Comment 8 Van Halbert 2011-07-12 18:58:21 UTC 
This issue is configuration issue to how components.xml and users are defined.
Comment 9 Petr Široký 2011-07-13 16:16:27 UTC 
Agreed. However user 'logInAdmin' is not listed in brms-users.properties (and brms-roles.properties) and also not in compoments.xml by default. User has to be added manually. I think that it should be there by default.
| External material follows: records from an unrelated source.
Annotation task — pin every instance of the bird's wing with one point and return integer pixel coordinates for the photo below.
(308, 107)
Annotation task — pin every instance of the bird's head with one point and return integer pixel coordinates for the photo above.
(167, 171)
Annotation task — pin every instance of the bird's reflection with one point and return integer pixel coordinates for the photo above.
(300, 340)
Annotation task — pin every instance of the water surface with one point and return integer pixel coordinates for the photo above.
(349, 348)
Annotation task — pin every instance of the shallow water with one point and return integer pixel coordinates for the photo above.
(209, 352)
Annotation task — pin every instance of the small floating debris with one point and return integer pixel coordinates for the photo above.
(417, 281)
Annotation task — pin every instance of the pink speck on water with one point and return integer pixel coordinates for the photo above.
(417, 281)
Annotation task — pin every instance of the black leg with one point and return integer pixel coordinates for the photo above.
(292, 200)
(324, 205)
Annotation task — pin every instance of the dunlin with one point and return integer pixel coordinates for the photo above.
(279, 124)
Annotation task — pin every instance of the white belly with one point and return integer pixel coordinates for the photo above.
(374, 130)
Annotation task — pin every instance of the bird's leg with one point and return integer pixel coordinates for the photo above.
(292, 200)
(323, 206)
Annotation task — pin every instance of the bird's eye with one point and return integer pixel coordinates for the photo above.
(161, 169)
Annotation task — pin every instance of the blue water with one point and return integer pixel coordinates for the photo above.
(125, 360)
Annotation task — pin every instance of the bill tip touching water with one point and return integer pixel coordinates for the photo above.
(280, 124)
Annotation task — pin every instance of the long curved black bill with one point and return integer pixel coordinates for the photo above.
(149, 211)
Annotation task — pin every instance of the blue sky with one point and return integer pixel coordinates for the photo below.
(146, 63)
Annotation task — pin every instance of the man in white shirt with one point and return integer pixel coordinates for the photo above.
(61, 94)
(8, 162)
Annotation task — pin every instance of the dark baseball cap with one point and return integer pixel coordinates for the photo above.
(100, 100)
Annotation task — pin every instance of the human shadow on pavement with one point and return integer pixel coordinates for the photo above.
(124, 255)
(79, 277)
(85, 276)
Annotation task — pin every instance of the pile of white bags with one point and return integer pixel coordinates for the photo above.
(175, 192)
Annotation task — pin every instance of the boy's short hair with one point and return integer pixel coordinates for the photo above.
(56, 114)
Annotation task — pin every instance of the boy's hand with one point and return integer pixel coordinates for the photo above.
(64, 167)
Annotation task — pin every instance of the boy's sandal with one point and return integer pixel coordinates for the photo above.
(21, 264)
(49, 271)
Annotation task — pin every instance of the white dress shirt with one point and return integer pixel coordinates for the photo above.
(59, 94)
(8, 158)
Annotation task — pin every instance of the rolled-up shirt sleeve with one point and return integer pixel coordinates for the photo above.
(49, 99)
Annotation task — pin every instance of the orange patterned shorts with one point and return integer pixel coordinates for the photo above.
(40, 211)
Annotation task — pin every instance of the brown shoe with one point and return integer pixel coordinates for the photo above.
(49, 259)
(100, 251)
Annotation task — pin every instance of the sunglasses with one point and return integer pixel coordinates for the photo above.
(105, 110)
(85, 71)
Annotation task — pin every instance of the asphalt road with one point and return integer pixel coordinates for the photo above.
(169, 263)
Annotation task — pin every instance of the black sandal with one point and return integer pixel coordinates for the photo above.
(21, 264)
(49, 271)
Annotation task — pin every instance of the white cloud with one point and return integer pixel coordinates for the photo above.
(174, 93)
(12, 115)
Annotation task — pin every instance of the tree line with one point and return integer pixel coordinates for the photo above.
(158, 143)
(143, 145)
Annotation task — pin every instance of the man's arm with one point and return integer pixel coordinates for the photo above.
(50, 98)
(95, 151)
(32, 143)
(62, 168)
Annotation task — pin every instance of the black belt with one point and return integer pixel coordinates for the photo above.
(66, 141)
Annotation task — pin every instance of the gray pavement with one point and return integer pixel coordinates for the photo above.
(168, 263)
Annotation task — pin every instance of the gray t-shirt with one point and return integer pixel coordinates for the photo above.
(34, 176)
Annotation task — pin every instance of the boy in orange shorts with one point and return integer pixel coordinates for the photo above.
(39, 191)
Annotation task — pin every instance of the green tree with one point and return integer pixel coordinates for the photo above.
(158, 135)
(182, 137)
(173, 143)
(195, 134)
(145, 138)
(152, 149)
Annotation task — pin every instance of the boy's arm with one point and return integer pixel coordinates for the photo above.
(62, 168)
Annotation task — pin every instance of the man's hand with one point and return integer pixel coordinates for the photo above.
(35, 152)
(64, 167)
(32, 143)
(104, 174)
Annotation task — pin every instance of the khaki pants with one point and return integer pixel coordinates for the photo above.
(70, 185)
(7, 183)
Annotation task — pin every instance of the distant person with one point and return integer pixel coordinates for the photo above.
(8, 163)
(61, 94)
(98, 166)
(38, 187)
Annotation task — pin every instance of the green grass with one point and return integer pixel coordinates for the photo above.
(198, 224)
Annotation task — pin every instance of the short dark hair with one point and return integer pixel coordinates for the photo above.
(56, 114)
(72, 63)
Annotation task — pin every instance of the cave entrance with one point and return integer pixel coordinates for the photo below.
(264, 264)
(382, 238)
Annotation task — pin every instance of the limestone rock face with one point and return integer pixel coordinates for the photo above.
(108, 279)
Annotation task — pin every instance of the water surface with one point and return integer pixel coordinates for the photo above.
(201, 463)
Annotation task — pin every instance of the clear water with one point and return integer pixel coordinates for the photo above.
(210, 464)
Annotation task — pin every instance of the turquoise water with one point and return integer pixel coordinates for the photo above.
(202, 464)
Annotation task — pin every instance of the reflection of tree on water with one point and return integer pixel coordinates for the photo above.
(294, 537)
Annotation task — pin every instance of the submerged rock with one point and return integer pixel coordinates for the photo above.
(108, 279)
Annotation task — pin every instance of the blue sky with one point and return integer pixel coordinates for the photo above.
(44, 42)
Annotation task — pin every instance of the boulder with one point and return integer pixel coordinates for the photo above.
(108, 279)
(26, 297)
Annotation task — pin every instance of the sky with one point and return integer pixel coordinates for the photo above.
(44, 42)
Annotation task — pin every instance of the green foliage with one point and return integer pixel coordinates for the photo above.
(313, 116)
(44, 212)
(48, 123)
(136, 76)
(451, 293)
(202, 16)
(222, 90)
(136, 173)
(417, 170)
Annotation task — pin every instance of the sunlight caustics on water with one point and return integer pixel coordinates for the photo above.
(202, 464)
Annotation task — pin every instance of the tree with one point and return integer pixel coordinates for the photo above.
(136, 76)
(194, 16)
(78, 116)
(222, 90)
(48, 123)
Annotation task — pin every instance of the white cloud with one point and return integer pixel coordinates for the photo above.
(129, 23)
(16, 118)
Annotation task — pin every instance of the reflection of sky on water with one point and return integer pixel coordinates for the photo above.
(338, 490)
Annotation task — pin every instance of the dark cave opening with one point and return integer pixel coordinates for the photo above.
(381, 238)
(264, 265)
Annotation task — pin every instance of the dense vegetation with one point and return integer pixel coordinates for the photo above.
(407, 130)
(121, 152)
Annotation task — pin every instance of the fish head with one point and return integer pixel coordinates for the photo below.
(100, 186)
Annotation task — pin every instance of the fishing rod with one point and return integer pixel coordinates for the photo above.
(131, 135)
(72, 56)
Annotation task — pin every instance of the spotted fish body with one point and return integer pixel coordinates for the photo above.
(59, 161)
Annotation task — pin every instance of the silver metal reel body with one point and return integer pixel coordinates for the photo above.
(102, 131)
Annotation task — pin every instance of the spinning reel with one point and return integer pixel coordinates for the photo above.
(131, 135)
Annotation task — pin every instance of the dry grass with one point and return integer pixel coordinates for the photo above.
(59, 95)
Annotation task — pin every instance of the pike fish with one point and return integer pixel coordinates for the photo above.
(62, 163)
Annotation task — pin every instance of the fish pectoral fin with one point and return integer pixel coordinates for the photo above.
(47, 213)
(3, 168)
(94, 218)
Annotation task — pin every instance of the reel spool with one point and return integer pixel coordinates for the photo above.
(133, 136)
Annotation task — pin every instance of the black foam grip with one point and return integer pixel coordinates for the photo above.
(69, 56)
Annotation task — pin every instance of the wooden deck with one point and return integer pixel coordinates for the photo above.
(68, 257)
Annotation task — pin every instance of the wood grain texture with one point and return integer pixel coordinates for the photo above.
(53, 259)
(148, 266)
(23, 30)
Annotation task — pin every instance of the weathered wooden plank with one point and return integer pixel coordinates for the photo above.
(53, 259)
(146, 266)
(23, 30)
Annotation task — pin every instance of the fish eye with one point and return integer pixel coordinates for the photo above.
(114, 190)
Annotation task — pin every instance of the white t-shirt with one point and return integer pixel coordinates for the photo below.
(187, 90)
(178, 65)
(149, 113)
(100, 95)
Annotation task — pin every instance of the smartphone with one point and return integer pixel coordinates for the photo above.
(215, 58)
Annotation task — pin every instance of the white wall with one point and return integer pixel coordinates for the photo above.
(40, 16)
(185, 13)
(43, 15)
Comment 10 Ryan Zhang 2011-07-18 12:29:51 UTC 
Would it make sense to use 'admin' as the default connect account for modeshape instead of logInAdmin as it was in BRMS 5.1.0?
Plus the 'admin' is still the default account for BRMS web interface login in.
Comment 11 Van Halbert 2011-07-18 15:19:29 UTC 
Not sure where the logInAdmin came from, its not from modeshape.
Comment 12 Petr Široký 2011-07-18 15:44:24 UTC 
So, it seems that the user name was added/changed in Guvnor 5.2. Not sure what is the reason for that, but I'll try to find out.
Comment 13 Petr Široký 2011-07-21 09:35:47 UTC 
From e-mail communication come out, that Toni Rikkola changed the name by mistake and he will revert this change in brms 5.2 branch, so this should be probably fixed in new build.
Comment 14 Van Halbert 2011-08-12 15:41:31 UTC 
Changing to a BRMS person, cause this is a BRMS configuration/kitting issue, that is not controlled by ModeShape.
Comment 15 Petr Široký 2011-08-16 14:50:39 UTC 
Verified fixed in 5.2.0 ER2. Closing this issue.